Creating a Team of Leaders
Often, Guttman is retained by clients to coach not just individual executives, but an entire team, as it strives to reach high performance. This was the case at Redken USA, where then-SVP Patrick Parenty brought us in to align his team, which was made up of vice presidents, including the national sales managers for each of the company’s three categories—cosmetics, skin, and hair; the heads of sales operations and human resources; and team leaders for two major customers.

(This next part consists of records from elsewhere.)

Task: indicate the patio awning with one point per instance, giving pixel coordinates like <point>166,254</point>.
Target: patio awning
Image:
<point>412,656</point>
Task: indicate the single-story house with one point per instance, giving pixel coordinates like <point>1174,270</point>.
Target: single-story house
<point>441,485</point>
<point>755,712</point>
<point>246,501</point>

The team actually went through the Guttman alignment process several times. Performance spiked after each session and then trailed off. Lightning struck when Parenty finally realized that the team’s problems stemmed from team members not having the leadership skills to play at a higher level. During the alignment sessions, they grasped the concepts intellectually, but afterwards there was no opportunity to internalize them. Parenty, who has since been promoted to president, brands, Professional Products Division of Redken's parent, L'Oreal USA, decided to make the full commitment and retained a Guttman coach to work with the team.
The coach began to work formally and informally with the team and its individual members in real time, on improving their listening, assertion, and conflict-management skills. Before long, lasting breakthroughs occurred. “Until then,” said Parenty, “there had been a lack of true self-awareness on the team. We all had lots of blind spots. He held up the mirror to us, without brutalizing or damaging people, and made us see these clearly.”
“In retrospect,” he added, “there were a lot of indicators that there was a deficiency of leadership skills. We thought we were working extremely well together, that we had a common approach and voice, and that the field sales organization was receiving good direction and consistent leadership direction from us. When we took an honest look at ourselves, it became evident that that was not the case. One of the team members had an aggressive personality; another was passive-aggressive. Between them, a lot of factions had developed. On the surface everything seemed to be fine, but beneath the surface there were conflicts that had to be exposed.”
The coach helped expose these conflicts to Parenty and his two colleagues as a group and also individually. He showed them how they were contributing to the dysfunction, if only by allowing it and not forcing a change. In meetings, the coach remained process focused. When conflicts arose, he inserted himself and provided a running commentary on the dynamic that was being played out. “Once their dysfunctional interactions were pointed out to them,” according to Parenty “everyone wanted to improve. The willingness was there, or it would not have worked.”
Since the coaching intervention, there has been no more backsliding, and the team’s performance has remained consistently strong.